EU hopes to limit reliance on Russian energy
As concerns about Russian energy rumble on, the European Union has revealed plans to reduce its consumption of natural gas.
The announcement was made on Wednesday and outlines an initial 15% reduction in overall gas consumption for all member states. While this will be voluntary at first, the EU does have the power to make it mandatory.
“Russia is blackmailing us. Russia is using energy as a weapon. And therefore, in any event, whether it’s a partial or major cutoff of Russian gas or total cutoff of Russian gas, Europe needs to be ready,” von der Leyen said.
Currently, Kremlin-backed Gazprom supplies around 40% of Europe’s natural gas.
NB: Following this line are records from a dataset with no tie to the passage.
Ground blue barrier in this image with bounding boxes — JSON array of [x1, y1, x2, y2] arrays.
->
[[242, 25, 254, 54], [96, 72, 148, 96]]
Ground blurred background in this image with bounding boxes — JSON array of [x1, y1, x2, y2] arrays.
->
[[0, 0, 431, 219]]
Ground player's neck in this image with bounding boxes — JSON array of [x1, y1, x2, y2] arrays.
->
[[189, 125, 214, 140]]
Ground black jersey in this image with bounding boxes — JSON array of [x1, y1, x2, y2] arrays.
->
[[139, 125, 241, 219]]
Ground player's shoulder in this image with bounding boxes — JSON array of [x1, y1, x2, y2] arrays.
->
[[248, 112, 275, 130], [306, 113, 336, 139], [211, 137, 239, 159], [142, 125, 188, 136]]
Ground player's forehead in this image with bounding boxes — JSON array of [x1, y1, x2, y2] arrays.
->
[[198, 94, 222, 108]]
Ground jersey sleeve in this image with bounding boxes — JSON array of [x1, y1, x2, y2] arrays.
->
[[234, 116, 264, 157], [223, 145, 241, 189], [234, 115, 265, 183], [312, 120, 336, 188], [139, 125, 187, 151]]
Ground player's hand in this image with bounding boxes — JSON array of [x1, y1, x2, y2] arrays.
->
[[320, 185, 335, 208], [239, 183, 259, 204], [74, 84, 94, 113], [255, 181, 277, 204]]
Since the invasion of Ukraine, the viability of this relationship has been called into question.
Last week, the Nord Stream 1 pipeline’s output was reduced to 40% due to alleged maintenance works. Previously, the Kremlin has refused to supply some European nations if they did not pay in roubles, which would have undermined ongoing sanctions.
While the UK only imports around 4% of its natural gas from Russia, the interconnected nature of global energy markets means that supply shortages in Europe cause domestic price fluctuations. The government has therefore been taking measures to improve the UK’s energy security. Renewable sources have been touted as a cheap way to achieve this, while still staying in line with its net-zero aspirations.
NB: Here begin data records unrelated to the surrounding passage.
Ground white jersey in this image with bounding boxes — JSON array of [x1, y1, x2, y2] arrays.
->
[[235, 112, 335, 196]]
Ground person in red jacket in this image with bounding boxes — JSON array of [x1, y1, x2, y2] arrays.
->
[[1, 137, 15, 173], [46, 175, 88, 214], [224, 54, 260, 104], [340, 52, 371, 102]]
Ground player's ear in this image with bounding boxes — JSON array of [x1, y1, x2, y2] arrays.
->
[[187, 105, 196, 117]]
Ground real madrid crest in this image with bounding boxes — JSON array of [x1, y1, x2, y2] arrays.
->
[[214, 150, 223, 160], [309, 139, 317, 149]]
However, the more short-term issue is keeping lights on and ovens warm over the winter. Supplies were short and prices high even before the war in Ukraine, with the prospect of further disruption increasing the chances of severe shortages across Europe over the Winter. On Thursday, The Lords economic affairs committee urged the government to agree on provisions with the EU to prevent this, should Russia choose to step up their restrictions.
“This is something we need to grip urgently,” said Lord George Bridges, chair of the committee in an interview with the Financial Times.
“What was seen to be very unlikely but a few months ago is now seeming more likely, and therefore we have to have a plan.”
For UK energy customers, this uncertainty is what is largely fuelling projections for a further price cap increase in October. According to industry experts Cornwall Insights, Autumn will see household energy bills rise to around £3200.
While the government announced a range of financial support measures - the first of which is being made by the end of July - many households still face a difficult winter.